You need to do this cleanly and properly as you know water damage from a 100+ gallon can cause a lot of damage.
I would recommend that you invest in a large storage tub and house the fish there until you can re-seal the tank properly.


----------



## cidco (Aug 10, 2010)

cidco said:


> You need to do this cleanly and properly as you know water damage from a 100+ gallon can cause a lot of damage.
> I would recommend that you invest in a large storage tub and house the fish there until you can re-seal the tank properly.


Meaning re-seal completely...


----------



## Juiceworld (Dec 13, 2010)

Riceburner said:


> is it just leaking or are the seams tearing apart? If you are confident the seams will hold, you could just reseal the inside. Cut away all the silicone on the inside corners and don't touch any inside the seams. You have to do all the inside corners to create a waterproof seal. Where old and new silicone meet it will not seal.
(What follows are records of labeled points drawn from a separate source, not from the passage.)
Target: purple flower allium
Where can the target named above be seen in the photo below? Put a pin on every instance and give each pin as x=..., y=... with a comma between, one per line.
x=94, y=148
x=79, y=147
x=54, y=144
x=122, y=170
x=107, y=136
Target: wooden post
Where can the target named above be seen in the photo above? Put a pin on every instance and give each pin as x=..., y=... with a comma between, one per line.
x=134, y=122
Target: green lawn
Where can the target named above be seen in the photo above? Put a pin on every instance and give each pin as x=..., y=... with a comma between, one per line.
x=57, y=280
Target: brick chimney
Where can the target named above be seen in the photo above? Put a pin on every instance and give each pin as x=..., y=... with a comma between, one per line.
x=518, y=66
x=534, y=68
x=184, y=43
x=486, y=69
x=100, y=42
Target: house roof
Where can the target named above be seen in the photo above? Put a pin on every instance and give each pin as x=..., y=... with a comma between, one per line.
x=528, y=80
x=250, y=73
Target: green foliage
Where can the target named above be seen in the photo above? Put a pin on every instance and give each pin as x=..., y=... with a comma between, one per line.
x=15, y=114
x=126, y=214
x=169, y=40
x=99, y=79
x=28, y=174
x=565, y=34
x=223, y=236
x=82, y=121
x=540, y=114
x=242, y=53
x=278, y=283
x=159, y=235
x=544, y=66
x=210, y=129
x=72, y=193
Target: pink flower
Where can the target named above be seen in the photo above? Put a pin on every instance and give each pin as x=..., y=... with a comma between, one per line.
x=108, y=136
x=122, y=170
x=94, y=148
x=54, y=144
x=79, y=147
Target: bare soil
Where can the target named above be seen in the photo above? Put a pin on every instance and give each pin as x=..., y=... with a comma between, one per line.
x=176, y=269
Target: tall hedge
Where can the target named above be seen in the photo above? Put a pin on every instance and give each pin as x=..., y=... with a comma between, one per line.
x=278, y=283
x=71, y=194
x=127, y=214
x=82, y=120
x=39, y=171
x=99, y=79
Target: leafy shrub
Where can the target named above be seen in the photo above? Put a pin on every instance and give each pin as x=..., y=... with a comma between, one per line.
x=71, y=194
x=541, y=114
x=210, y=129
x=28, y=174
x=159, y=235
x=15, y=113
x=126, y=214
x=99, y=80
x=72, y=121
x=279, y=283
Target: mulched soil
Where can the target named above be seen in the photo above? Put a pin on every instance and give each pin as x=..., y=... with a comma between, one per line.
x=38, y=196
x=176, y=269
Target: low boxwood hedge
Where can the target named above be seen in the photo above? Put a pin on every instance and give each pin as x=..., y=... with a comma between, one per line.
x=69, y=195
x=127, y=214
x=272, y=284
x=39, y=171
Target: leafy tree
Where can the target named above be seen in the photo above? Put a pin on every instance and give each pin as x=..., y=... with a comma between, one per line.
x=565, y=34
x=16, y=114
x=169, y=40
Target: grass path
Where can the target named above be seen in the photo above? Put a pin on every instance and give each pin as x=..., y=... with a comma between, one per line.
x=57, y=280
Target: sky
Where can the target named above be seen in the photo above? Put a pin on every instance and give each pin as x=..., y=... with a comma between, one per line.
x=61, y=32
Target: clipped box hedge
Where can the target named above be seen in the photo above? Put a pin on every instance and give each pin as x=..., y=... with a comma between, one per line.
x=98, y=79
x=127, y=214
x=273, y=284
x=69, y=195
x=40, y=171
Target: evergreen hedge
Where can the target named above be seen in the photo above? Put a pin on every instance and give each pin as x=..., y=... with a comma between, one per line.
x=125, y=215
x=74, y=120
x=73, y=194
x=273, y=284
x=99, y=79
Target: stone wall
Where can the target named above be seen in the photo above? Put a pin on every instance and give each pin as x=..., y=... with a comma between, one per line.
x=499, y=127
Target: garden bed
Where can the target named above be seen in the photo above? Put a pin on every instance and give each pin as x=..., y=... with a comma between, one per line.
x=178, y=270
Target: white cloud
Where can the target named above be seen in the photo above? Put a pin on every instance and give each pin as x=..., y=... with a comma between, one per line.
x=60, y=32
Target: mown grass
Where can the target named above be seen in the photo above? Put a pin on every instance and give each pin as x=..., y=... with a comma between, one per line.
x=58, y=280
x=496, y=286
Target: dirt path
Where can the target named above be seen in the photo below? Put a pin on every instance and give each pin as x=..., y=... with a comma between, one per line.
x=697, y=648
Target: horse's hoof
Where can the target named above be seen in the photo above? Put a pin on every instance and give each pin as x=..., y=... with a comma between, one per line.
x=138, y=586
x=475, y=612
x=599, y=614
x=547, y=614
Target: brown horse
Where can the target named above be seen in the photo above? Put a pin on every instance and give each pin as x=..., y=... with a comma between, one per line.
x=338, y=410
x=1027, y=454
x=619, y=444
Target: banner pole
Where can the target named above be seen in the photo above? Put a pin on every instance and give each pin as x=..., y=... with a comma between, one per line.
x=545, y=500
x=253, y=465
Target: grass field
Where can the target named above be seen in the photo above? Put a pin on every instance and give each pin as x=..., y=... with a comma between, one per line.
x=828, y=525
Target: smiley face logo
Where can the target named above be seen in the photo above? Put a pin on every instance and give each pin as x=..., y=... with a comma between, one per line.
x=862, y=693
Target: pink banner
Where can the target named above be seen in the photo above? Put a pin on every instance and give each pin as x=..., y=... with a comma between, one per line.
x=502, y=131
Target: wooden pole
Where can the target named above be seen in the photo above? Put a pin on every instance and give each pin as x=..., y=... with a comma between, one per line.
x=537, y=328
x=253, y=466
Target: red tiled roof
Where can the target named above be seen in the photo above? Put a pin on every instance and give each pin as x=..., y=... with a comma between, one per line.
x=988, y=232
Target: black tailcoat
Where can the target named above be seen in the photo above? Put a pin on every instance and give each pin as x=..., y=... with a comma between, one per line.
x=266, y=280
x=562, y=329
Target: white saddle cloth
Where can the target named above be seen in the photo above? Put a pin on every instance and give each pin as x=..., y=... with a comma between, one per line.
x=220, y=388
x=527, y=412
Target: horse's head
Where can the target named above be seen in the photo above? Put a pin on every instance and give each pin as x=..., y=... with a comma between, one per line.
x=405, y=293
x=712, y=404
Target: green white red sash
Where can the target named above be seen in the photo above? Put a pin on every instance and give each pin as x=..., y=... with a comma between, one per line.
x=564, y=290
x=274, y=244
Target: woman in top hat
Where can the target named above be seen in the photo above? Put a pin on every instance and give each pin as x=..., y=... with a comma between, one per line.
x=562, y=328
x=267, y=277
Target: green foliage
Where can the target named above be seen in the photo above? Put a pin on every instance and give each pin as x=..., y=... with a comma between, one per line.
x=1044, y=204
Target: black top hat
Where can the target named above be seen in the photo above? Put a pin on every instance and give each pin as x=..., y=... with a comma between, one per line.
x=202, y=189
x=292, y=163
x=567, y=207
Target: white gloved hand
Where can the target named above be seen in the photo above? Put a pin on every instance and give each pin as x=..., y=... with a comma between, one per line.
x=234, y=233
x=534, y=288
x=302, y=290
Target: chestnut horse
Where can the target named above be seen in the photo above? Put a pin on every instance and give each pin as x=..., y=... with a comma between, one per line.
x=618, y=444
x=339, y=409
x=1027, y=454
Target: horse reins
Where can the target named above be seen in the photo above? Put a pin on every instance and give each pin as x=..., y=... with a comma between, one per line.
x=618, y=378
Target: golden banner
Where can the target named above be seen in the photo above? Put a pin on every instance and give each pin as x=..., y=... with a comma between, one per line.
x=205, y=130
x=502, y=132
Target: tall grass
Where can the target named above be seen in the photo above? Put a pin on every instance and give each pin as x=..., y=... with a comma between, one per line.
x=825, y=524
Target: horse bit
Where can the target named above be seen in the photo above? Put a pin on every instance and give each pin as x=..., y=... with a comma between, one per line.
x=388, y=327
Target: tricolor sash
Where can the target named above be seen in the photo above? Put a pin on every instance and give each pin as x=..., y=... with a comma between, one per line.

That's what I was thinking. I have to do the entire inside of the tank, not just the bottom.


----------



## Juiceworld (Dec 13, 2010)

cidco said:


> You need to do this cleanly and properly as you know water damage from a 100+ gallon can cause a lot of damage.
> I would recommend that you invest in a large storage tub and house the fish there until you can re-seal the tank properly.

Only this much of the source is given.